What attitude to take to the male majority? Be grateful? Ignore? Apologize? Defend? Be extra assertive? And what attitude to take to the female minority? We are all sisters, so we should stick together? We are all sisters, so we compete? We have nothing in common apart from our gender, which is irrelevant here? To position yourself, also among other women who take other positions, costs extra attention and energy. This handicap is greatest in organizations that have yet few women; it is growing less, but it's still there.
Five: ambivalence of femininity.
Judgment on femininity is on-going. You are supposed to be feminine and non-feminine simultaneously.

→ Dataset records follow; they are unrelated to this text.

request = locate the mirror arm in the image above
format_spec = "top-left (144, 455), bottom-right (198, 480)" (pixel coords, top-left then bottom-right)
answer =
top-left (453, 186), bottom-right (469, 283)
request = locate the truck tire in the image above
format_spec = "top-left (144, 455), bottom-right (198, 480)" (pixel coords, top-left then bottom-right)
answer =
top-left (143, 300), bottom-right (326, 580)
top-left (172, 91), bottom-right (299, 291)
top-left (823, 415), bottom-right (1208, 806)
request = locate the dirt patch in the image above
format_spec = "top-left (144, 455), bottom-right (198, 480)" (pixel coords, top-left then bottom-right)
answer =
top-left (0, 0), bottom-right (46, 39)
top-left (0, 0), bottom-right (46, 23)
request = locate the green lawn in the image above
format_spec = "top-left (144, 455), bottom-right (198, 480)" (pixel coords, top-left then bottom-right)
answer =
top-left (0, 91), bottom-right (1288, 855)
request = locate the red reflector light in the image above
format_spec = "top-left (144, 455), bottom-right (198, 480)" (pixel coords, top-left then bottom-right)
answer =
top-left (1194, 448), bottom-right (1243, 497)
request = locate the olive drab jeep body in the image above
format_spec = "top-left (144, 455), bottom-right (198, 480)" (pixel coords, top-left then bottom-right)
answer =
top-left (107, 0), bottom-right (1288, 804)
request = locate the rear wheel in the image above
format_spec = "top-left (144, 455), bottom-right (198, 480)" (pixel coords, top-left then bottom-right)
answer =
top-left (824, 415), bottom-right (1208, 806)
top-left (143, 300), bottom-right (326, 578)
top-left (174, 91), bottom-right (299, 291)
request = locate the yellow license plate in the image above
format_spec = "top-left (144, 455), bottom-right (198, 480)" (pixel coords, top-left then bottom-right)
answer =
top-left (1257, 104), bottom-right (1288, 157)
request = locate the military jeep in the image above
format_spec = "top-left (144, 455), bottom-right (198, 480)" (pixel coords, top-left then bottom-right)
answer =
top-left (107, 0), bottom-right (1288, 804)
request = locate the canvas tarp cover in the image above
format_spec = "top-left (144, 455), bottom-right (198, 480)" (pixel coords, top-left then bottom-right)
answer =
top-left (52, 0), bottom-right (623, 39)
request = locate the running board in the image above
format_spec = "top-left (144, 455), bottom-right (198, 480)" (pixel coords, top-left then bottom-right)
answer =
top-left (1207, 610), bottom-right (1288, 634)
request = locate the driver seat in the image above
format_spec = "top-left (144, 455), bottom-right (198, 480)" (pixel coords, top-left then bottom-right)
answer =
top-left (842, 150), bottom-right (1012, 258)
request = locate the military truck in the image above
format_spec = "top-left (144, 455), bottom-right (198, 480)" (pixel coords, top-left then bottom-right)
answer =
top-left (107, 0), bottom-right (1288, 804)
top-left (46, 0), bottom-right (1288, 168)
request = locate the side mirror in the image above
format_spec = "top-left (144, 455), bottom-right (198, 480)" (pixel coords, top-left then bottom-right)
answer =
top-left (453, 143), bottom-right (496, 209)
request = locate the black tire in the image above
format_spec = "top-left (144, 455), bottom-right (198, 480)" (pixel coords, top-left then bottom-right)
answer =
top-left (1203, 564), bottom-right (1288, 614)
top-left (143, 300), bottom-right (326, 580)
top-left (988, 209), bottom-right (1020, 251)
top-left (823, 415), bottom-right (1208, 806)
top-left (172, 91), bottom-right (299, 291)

Being feminine is not quite OK, being masculine is not quite OK, to be halfway is not quite OK. This means on-going positioning in behavior, dress, decisiveness, etc. and so costs attention and energy.
Six: the ambivalence of attractiveness.
Unattractiveness is a burden, attractiveness is an ambivalent privilege. Should you try to enhance your attractiveness? Should you use your attractiveness? Or should you downplay your attractiveness?
Seven: political vulnerability.
Allusions are made to personal attractiveness and unattractiveness, to femininity and masculinity. In general, allusions and speculations are made about private life; personal relations, personal plans (marriage, children) and personal frustrations.
Coalition-behavior, both with men and with women, is easily suspicious. Special efforts are also easily suspicious. The continuous awareness and caution and positioning on the previous four items leaves less energy for defense.

These handicaps do not depend on any specific female characteristics. They would be precisely true for men in a female dominated society in which most married men would stay at home. Some handicaps would be true for men in a predominantly homosexual organization.
Running with a handicap is like swimming with your clothes on. Such swimmers become stronger. Therefore, average career women are more aware, more energetic, more capable than their average male counterparts.

Recommendations

1.  Have a plan. Unless you change that plan consciously and willingly, stick to it; don’t yield to pressures.
2. Have your attitudes well-defined about: your “sisters,” your femininity (and masculinity), your attractiveness, allusions, speculations and criticism that relate to your gender rather than to you; clear discrimination. Unless you change your attitudes consciously and willingly, stick to them, don’t yield to pressures.
3. Don’t position yourself in any way that makes it more difficult to be yourself. Watch your energy-level!
4. Keep business and private life separate.

And if you think this list is too extensive, I can provide a short list. One handicap: men. Sorry.